Una historia de amor erótica, intensa y dolorosamente bella

El romance bien ejecutado en una novela siempre resulta atractivo. Las historias de amor más conocidas siempre están llenas de pretenciosos cumplidos, escenas dulcificadas con actos de amor que desafían al mundo y, por supuesto, también están llenas de besos, muchos besos.  La noche se me fue de las manos, una novela escrita por el mexicano Max Ehrsam tiene todo eso (en la cantidad suficiente para no caer en los vicios del romance), pero además le ha añadido a la receta un toque de realidad, crudeza, pasión y las interminables subidas y bajadas que siempre hay en una relación.

La historia nos cuenta el amor entre dos hombres que, después de cruzar miradas, sienten una gran atracción sexual que los lleva a conocerse. Una cosa lleva a la otra y, entre las drogas, el frenesí erótico y las exóticas calles nocturnas de San Francisco terminan estableciendo una relación amorosa, intensa y desenfrenada. Todo parece marchar bien para esta pareja, pero hay algo que resulta convertirse en un problema: el ritmo de vida entre ambos y, es que, mientras uno es un sensato editor de traducciones en una empresa norteamericana, el otro es un atractivo scort cuya vida nocturna se basa en sexo y drogas.

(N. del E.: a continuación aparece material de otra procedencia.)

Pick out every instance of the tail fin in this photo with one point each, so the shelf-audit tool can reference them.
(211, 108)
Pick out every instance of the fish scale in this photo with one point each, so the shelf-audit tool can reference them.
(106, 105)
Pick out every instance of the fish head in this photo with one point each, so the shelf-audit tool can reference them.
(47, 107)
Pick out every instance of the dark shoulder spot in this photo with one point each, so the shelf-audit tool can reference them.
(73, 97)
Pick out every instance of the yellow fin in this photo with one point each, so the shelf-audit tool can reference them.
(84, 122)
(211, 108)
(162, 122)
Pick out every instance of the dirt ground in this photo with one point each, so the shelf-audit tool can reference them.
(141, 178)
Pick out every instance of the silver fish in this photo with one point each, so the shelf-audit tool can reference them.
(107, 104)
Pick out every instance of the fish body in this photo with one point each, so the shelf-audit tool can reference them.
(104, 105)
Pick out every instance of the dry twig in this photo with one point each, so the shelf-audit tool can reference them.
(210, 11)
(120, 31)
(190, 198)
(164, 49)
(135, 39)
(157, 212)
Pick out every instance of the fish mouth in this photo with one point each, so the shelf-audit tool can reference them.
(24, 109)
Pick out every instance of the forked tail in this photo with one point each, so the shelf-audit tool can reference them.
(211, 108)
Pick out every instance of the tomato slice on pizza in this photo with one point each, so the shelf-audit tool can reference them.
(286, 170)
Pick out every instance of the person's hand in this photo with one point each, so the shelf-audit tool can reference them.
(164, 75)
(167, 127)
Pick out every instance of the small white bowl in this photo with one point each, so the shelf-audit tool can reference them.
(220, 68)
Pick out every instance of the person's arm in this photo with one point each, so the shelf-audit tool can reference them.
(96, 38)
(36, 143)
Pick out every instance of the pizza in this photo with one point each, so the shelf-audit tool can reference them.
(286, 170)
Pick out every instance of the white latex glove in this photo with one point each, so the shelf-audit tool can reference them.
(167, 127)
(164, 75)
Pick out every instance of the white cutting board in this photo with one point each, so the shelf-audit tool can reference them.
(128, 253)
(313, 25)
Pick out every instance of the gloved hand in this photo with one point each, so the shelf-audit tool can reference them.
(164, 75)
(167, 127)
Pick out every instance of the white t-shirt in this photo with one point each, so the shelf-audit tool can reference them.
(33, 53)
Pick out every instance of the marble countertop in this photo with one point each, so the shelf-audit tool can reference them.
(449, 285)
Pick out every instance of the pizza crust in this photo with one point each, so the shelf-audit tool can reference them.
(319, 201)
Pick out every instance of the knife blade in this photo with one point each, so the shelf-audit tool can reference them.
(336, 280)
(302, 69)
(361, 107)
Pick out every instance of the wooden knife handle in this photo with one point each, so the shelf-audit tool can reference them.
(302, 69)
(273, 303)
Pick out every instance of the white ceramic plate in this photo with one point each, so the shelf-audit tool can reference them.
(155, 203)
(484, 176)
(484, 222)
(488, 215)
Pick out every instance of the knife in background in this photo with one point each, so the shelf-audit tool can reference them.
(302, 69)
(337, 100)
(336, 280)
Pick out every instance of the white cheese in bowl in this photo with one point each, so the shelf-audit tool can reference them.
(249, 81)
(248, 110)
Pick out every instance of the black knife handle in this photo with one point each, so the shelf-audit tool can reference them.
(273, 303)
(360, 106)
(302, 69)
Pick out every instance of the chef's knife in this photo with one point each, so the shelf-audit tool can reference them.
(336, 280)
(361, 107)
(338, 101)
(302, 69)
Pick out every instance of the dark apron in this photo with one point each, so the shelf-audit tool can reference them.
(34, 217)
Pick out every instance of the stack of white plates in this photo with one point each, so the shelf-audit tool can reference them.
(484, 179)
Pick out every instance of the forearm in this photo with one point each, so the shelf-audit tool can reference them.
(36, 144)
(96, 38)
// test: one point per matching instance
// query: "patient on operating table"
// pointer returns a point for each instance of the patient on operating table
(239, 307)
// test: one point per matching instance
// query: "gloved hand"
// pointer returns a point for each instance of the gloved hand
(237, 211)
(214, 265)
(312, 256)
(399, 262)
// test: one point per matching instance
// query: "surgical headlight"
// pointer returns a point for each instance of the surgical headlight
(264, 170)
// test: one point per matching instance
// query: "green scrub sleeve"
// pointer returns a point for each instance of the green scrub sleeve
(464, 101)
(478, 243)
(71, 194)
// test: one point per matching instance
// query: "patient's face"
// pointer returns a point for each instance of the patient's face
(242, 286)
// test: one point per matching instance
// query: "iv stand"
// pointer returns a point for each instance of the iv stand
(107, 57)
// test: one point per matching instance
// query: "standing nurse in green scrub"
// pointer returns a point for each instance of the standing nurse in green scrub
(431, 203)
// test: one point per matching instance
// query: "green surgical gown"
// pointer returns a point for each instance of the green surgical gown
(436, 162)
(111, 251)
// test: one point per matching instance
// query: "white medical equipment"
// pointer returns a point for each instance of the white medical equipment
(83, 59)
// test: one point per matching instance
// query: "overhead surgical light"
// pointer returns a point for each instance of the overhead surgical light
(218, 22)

Lo atractivo de este romance contemporáneo es que Max Ehrsam escribe desde lo profundo. A final de cuentas es una historia de amor, y la química y la atracción que hay entre los dos personajes es tan buena que la angustia por el rumbo de su relación persiste página tras página. No es una novela tan dulcificada como otros romances, pero si consigue una atmosfera de intimidad y ternura única y original que refleja el concepto de lo que es el amor hoy en día. Nos ofrece una perspectiva más cercana y actual sobre la vida sentimental y las consecuencias detrás de esta.

De igual manera, La noche se me fue de las manos es tan romántica como erótica y devastadora. De alguna manera, cada párrafo es un golpe directo a las emociones del lector y, lo que más engancha, es el intento de ambos protagonistas por mantenerse a flote a pesar de los problemas que hay entre ellos. La intensidad con la que se narra, desde sus miedos más profundos hasta las declaraciones más sensuales, hace que la mezcla de emociones sea variada. Es un mar de idas y vueltas, de peleas y reconciliaciones y, aunque la trama aborda las aventuras de una pareja, lo que desenvuelve todo es, de hecho, las batallas personales de cada personaje.

Al final la novela de Max Ehrsam resulta desgarradora, emocional y romántica. No es un escritor que teme hablar desde lo más vulnerable, ni pretende construir un final feliz a través del dolor y los obstáculos del amor. Esta es una historia que, desde la ficción se vuelve real y casi perceptible, cuya trama representa muy bien las relaciones que se construyen desde los deseos de cada individuo.

Sí, en La noche se me fue de las manos encontrarás escenas dulcificadas, actos valientes de amor, pero también el dolor que hay entre cada pelea, el calor de la reconciliación y la dificultad de mantener un bote a flote en un barco que quiere tomar dos direcciones distintas. Si buscas amor, lo encontrarás en las manos sutiles y profundas de Max Ehrsam.